Label: Twilight Time
Released: October 14, 2014
Genre: Supernatural / Horror
Synopsis: Based on the novel by Frank De Felitta, a widower is thoroughly convinced the tormented spirit of his daughter is alive but very unwell inside the body of wealthy couple’s child, and only he can bring her lasting peace.
Special Features: Isolated Stereo Music Track / Theatrical Trailer / 8-page colour booklet with liner notes by film historian Julie Kirgo / Limited to 3000 copies / Available exclusively from Screen Archives Entertainment.

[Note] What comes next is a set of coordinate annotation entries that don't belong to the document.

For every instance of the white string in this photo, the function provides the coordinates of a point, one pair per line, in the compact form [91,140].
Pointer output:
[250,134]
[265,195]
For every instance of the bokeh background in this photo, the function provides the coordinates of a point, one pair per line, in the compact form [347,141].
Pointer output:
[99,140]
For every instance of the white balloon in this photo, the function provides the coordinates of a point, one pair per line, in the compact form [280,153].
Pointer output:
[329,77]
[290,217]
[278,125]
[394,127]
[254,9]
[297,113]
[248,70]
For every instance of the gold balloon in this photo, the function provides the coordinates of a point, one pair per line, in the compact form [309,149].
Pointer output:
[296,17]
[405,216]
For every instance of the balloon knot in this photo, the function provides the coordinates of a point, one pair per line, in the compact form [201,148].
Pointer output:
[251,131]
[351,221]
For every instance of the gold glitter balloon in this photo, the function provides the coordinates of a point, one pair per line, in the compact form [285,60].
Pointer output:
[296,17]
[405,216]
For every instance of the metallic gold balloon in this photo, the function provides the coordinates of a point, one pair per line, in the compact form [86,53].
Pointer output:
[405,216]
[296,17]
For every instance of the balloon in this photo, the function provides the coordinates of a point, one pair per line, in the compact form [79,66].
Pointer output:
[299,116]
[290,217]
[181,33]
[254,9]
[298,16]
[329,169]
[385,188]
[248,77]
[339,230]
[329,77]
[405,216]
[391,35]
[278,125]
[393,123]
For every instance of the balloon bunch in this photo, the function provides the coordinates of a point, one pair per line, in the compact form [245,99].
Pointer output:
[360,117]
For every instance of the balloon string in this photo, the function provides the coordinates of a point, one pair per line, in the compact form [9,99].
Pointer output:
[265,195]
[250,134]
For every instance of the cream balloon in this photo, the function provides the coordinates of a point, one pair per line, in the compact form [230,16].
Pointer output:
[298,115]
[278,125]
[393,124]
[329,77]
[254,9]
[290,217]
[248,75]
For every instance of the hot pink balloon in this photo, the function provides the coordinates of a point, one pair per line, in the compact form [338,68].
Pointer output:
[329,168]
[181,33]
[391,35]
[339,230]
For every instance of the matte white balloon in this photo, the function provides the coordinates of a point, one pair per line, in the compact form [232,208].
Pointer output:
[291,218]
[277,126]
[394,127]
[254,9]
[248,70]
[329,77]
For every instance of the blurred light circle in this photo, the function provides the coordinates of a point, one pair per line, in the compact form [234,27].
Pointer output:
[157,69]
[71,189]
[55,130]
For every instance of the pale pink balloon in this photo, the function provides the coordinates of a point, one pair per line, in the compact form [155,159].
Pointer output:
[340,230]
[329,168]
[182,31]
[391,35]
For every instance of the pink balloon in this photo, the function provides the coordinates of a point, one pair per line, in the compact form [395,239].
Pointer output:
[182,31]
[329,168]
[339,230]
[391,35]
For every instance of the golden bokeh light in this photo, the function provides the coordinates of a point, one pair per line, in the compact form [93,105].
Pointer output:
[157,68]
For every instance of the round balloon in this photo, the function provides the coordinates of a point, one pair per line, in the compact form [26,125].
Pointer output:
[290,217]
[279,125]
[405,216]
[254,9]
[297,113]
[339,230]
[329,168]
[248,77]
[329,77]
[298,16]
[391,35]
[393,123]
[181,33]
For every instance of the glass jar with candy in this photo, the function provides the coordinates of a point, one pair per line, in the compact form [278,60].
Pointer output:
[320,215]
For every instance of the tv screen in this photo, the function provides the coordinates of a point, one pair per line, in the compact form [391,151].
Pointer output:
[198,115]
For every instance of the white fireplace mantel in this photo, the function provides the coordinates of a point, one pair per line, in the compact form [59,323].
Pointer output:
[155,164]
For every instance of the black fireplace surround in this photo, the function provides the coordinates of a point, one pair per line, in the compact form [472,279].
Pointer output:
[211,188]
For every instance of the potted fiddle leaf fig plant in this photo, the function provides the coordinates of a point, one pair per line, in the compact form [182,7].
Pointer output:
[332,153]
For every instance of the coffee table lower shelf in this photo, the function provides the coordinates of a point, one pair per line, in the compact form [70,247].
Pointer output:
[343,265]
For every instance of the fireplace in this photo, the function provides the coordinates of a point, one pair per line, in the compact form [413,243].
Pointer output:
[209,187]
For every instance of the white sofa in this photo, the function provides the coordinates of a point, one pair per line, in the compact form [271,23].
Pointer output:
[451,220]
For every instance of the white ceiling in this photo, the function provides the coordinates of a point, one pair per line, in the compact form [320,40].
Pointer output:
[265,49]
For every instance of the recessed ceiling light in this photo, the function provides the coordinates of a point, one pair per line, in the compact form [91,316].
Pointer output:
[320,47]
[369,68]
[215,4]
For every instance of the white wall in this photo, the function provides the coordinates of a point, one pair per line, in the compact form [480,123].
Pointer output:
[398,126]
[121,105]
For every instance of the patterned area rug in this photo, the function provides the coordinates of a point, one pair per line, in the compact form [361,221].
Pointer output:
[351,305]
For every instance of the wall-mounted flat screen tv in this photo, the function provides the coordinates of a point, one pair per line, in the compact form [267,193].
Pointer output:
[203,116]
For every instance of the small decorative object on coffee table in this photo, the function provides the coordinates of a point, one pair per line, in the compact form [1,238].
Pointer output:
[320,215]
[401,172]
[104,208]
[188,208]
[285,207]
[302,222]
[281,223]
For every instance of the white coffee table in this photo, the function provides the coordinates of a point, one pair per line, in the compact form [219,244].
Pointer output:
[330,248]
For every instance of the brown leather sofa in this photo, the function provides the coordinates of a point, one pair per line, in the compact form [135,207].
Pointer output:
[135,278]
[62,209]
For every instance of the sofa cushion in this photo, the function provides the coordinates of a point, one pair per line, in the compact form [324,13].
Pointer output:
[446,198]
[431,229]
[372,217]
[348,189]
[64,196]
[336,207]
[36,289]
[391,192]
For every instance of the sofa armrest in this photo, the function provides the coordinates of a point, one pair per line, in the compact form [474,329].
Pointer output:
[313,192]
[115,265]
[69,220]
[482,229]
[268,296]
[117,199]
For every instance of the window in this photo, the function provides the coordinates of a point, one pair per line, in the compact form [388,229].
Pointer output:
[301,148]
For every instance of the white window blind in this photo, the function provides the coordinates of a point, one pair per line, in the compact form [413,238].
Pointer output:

Frank De Felitta’s novel about a family confronting the possibility that their daughter Ivy may be the reincarnated soul of a child killed in a car accident in 1964 was a huge best-seller in the seventies – I vividly remember seeing it being read on buses, and couldn’t look away from one of the most brilliantly terrifying book covers ever designed – and Robert Wise’s 1977 film version remains a fine example of horror conveyed through emotion, circumstances, and atmosphere instead of visual and aural pyrotechnics.
Wise had already proven his flair for slow-burning horror in The Haunting (1963) and procedural sci-fi with The Andromeda Strain (1971), and his background as an editor ensures the strategic shocks really pack an emotional wallop, but he’s essentially building on an already solid core of adult characters forced to watch a child they love be afflicted by awfully traumatic nightmares.
The world of Janice (Marsha Mason) and Bill Templeton (John Beck) is turned upside-down when a creepy bearded man, Elliot Hoover (Anthony Hopkins) trailing them day and night, finally gains entry to their home and posits the ridiculous: that Ivy’s increasingly violent nightmares stem from the ill soul of his dead daughter. Janice’s inability to cope with Ivy’s severe outbursts and his unique ability to calm the girl enables Hoover to earn Janice’s trust, but his increasing protectiveness results in legal action, and a veiled custody trial that pits spiritual beliefs against conventional thinking.
The early moments of the trial are jarring and seem more improbable than De Felitta’s plot – Hoover’s defense includes putting the very existence of reincarnation on trial – but once we move towards a court-mandated hypnotism test, things get emotionally gritty.
There are some striking similarities between Audrey Rose and Poltergeist (1982): like Wise, Tobe Hooper / Steven Spielberg emphasized in visuals and story a mother’s unbearable pain in trying to comprehend, console, and ultimately bring back her daughter to the safety of a once-loving family, but the fate of Ivy / Audrey Rose is more ambiguous in this round.
Poltergeist Medium Tangina is essentially Elliot Hoover, and the battle against poltergeists is an embellishment of the Templetons and Hoover trying to bring the right daughter back to reality, except there is no right soul; there’s just a confused entity, and what materializes in the finale is brilliantly dramatized through performances from Mason, and Susan Swift, an underrated child actress whose unusual eyes and infantile smile make Ivy quite eerie.
Wise also stages select shocks with incredible precision, choreographing edits to slowly destabilize audiences, maintain a sense of unease, and with a simple edit, cut to a shot that’s the equivalent of a shrill scream. Ivy’s hallway stroll is jarring, a weirdly lit panel of rain-soaked glass is especially terrifying when Ivy has another fit, and the finale is augmented by a great combination of widescreen composition, performance, and Michael Small very creepy score (which is happily isolated in a separate stereo music track).
Twilight Time’s limited Blu-ray sports a sharp HD transfer that captures the heavy film grain Wise apparently desired to give the film a docu-drama veneer, but there are shots whose grain level gets rather prickly. Audrey Rose never looked great on TV nor DVD, and the HD transfer arguably proves the grain level was always high – it just never looked so severe in SD.
Robert Wise would follow-up with Star Trek: The Motion Picture (1979), whose budgetary infamy and poor scripting seemingly stalled his career. His last films were Rooftops (1989) and the TV movie A Storm in Summer (2000).
Frank De Felitta’s career includes writing several teleplays during the 1950s, and directing several TV movies: Trapped (1973), The Two Worlds of Jenny Loag (1979), the cult favourite Dark Night of the Scarecrow (1981), and Killer in the Mirror (1986). In addition to directing the feature film Scissors (1991), De Felitta also wrote the cult films Z.P.G. (1972), The Savage is Loose (1974), and the brutal The Entity (1981), based on his novel.
Susan Swift appeared in a handful of TV shows and feature films, ultimately retiring from movies after Halloween: The Curse of Michael Myers (1995).